Dalam bab ini, pembaca difasilitasi sebuah
metodologi bagaimana proses menjadikan sebuah paragraf bahasa Arab diringkas
menjadi sebuah syiir. Langkah ini ditempuh dengan 4 tahapan yaitu (1) Anda
harus menentukan materi yang akan disyiirkan.
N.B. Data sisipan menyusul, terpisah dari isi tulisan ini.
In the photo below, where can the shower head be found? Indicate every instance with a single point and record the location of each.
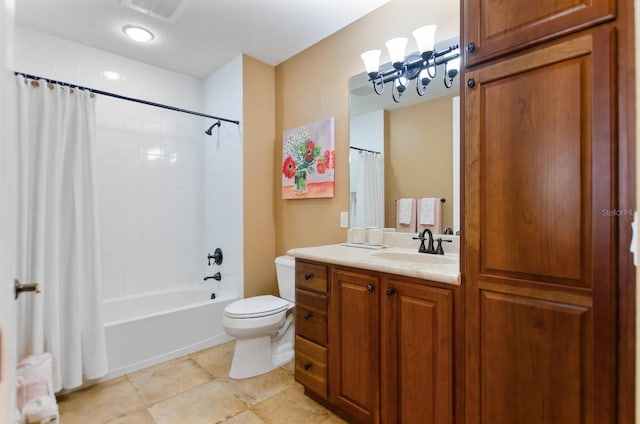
(216, 124)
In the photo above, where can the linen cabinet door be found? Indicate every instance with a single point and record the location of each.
(354, 345)
(416, 353)
(495, 27)
(539, 266)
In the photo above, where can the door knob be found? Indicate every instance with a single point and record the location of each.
(29, 287)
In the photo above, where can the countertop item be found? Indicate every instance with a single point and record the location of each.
(394, 260)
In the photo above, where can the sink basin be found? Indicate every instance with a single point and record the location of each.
(416, 258)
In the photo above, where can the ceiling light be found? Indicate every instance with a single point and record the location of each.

Tahapan ini bisa Anda ambil
sebuah paragraf dari satu kitab, kemudian Anda pahami dan simpulkan materi yang
dipilih kemudian tentukan kata kunci dari kesimpulan yang Anda pahami tanpa
meninggalkan bahasa Arabnya.
Setelah memiliki kata kunci dari sebuah
kesimpulan maka langkah yang lumayan menguras pikiran adalah merangkai dan
menyesuaikan kesimpulan Anda dengan nada baharnya. Di sinilah proses
kreatifitas penulis diuji. Pada tahap ini, nahwu-sharaf sangat diperlukan
sekali, terutama sharaf karena perubahan kata akan diperlukan untuk
menyesuaikan not bahar Rajaz. Proses dalam merangkai syiir ini dijelaskan
detail oleh Kiai Taufiq dengan disertakan 10 contoh bagaimana proses membuat
syiir dari sebuah keterangan sebuah kitab.
Tidak hanya sekedar janji, para santri Pasca
Amtsilati di ponpes Darul Falah, ponpes yang diasuh oleh Kiai Taufiq sudah
memberikan bukti. Kelas Durrun Syarif di bawah salah satu ustadz di
sana sudah menelurkan karya-karya nadham yang ditulis dan dikarang
sendiri oleh para santri Pasca. Hal ini tentu sebuah progres dan capaian yang
sangat membanggakan dari kalangan pesantren. Kita bisa melihat, bahwasanya
santri yang telah memiliki dasar nahwu dan sharaf kemudian dibimbing melalui
kitab Durrun Syarif telah dapat mensyairkan berbagai macam materi
dari berbagai macam kitab ulama-ulama terdahulu. Yang lebih menggembirakan
ialah proses menuju hal ini tidak sampai memakan waktu yang lama. (Zulfa,
2016:01)
Dengan adanya sebuah kitab yang sangat
mempermudah para kalangan pesantren (kiai dan santri) untuk menjadi pengarang
dan menjadi penyair tentu kita sangat berharap, akan terlahirnya masa kejayaan
dunia Islam Nusantara kita kembali. Telah sangat lama, kita menunggu penerus
para ulama kita yang mendunia. Pernah kita mendengar nama-nama besar yang asli
Indonesia seperti Syekh Yasin Al Fadani, Syekh Ahmad Khatib Al Minangkabawi,
Syekh Imam Nawawi Al Bantani, Syekh Mahfudz At Termasi dan lain sebagaianya.
Beliau-beliau semua menjadi ulama Indonesia yang karyanya membelah sekat dan
batas negara bahkan benua. Itu semua berkat karya-karya beliau yang memiliki
kualitas mumpuni dan memakai bahasa yang universal bagi dunia Islam yaitu
bahasa Arab. []
Kang Ipung, Penulis ialah alumni PBA Unhasy
Jombang yang juga santri Darul Falah Amtsilati Jepara.